Voter turnout reached 67%, the highest in 32 years for a parliamentary election, according to the National Election Commission.

The outcome is largely interpreted as a judgment on President Yoon, whose approval ratings have stayed below 40% for most of his two years in office.

Public sentiment toward the president and the ruling party has especially soured in the months leading up to the elections amid soaring food prices and a prolonged medical crisis.

Prices of some agricultural products nearly doubled in March, with general consumer prices rising over 3% compared to a year before. Major hospitals have been in an emergency mode since late February as young doctors left jobs over the government's plan to increase medical school enrollment.

Yoon's critics and the opposition party have also attacked Yoon over scandals involving his family and accused him of eroding freedom of expression.

President Yoon said of the election results on Thursday that he will "humbly accept the will of the people" and reform his administration, according to his chief of staff, Lee Kwan-seop.

Yoon's senior aides, including Lee and Prime Minister Han Duck-soo offered to resign to take responsibility for the outcomes.

The ruling PPP's interim chief Han Dong-hoon also stepped down, admitting that his party failed to win people's minds.

The PPP managed to dodge its worst-case scenario, however, with the left-of-center opposition bloc grabbing about a dozen seats short of the two-thirds supermajority, which would have allowed it to override the president's veto power and single-handedly impeach the president or hold a referendum to amend the constitution.

But President Yoon is still expected to lose momentum to pursue some key policies, such as the medical reform and abolishment of the gender equality ministry.

He will likely be pressured by the public and his party to seek cooperation with the DP leader Lee Jae-myung, whom he defeated in the 2022 presidential race by a razor-thin margin. Yoon has refused to sit down for a one-on-one talk with Lee.
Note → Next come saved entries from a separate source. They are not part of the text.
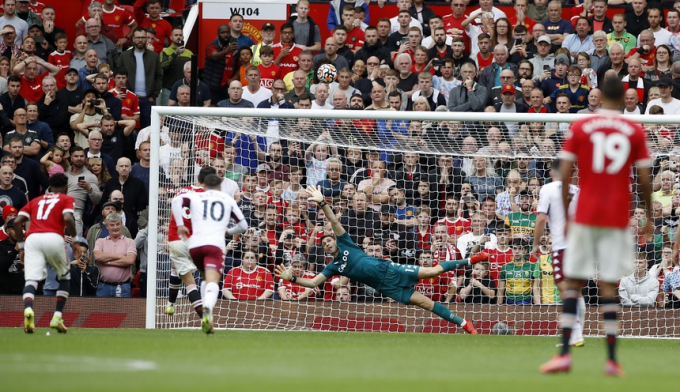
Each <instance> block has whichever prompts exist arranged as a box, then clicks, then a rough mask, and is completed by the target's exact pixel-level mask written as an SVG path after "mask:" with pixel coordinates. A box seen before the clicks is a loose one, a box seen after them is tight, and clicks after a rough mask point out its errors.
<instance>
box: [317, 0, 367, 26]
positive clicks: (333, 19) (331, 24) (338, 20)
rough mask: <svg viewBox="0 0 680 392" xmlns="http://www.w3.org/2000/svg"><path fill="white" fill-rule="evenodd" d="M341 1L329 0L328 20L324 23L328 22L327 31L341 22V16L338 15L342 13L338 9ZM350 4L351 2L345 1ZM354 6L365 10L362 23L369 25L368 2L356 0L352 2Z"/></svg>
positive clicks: (339, 8)
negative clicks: (363, 17)
mask: <svg viewBox="0 0 680 392" xmlns="http://www.w3.org/2000/svg"><path fill="white" fill-rule="evenodd" d="M341 3H342V0H331V8H330V9H329V10H328V20H327V21H326V23H327V24H328V31H331V32H332V31H333V29H334V28H335V26H337V25H339V24H342V18H341V17H340V15H341V14H342V10H341V9H340V4H341ZM347 3H349V4H351V2H347ZM354 7H361V8H363V9H364V10H365V11H366V19H364V23H366V24H367V25H370V23H369V21H370V15H369V14H368V3H367V2H365V1H364V0H356V1H355V2H354Z"/></svg>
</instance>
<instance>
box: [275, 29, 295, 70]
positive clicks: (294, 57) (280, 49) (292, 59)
mask: <svg viewBox="0 0 680 392" xmlns="http://www.w3.org/2000/svg"><path fill="white" fill-rule="evenodd" d="M294 38H295V35H294V33H293V25H292V24H290V23H284V24H283V25H282V26H281V42H279V43H278V44H274V45H272V49H274V64H276V65H278V66H279V75H281V76H286V75H287V74H288V73H289V72H294V71H296V70H297V69H298V68H300V65H299V64H298V60H299V58H300V53H302V48H300V47H299V46H297V45H295V43H294V42H293V39H294Z"/></svg>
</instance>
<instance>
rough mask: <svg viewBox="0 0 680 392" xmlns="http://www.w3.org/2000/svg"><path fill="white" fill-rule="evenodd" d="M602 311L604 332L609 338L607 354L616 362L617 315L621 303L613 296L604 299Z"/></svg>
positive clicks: (607, 339) (608, 355)
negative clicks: (603, 326)
mask: <svg viewBox="0 0 680 392" xmlns="http://www.w3.org/2000/svg"><path fill="white" fill-rule="evenodd" d="M601 309H602V313H603V319H604V333H605V336H606V340H607V354H608V357H609V359H611V360H612V361H614V362H616V355H615V354H616V333H617V328H618V321H617V316H618V313H619V304H618V303H617V302H616V300H615V299H613V298H607V299H604V300H603V301H602V308H601Z"/></svg>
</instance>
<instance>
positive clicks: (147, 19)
mask: <svg viewBox="0 0 680 392" xmlns="http://www.w3.org/2000/svg"><path fill="white" fill-rule="evenodd" d="M145 3H146V4H147V6H146V12H148V14H145V13H144V4H145ZM133 8H134V10H135V19H136V20H137V23H139V27H141V28H143V29H145V28H147V27H151V28H153V29H154V30H156V36H155V38H154V40H153V51H154V52H156V53H160V52H161V51H162V50H163V48H164V47H165V40H166V39H167V40H168V42H169V43H172V25H171V24H170V22H168V21H167V20H165V19H163V18H161V10H162V6H161V1H160V0H149V1H148V2H147V0H137V1H136V2H135V4H134V5H133Z"/></svg>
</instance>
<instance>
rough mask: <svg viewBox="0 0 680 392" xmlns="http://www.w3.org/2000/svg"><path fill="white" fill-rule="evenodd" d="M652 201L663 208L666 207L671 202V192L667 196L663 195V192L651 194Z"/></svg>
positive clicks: (672, 198)
mask: <svg viewBox="0 0 680 392" xmlns="http://www.w3.org/2000/svg"><path fill="white" fill-rule="evenodd" d="M652 201H658V202H660V203H661V205H663V206H664V207H668V206H669V205H670V204H671V203H672V202H673V192H671V193H670V194H668V195H664V194H663V190H659V191H656V192H654V193H652Z"/></svg>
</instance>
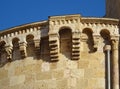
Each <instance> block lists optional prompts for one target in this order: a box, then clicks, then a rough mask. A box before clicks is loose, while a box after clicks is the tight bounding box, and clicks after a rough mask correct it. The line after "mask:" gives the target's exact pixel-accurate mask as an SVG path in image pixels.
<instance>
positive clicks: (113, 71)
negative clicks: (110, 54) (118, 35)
mask: <svg viewBox="0 0 120 89" xmlns="http://www.w3.org/2000/svg"><path fill="white" fill-rule="evenodd" d="M111 41H112V86H113V88H112V89H119V58H118V56H119V54H118V45H119V36H112V37H111Z"/></svg>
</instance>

The election outcomes can also restrict Yoon's foreign policy agendas, such as strengthening ties with Japan. Yoon's resolution for the thorny issue of forced labor during colonial rule, which is credited for thawing the two governments' relationship, was deeply unpopular at home. He may no longer be able to push ahead with such initiatives.

The new parliament starts its four-year term at the end of May.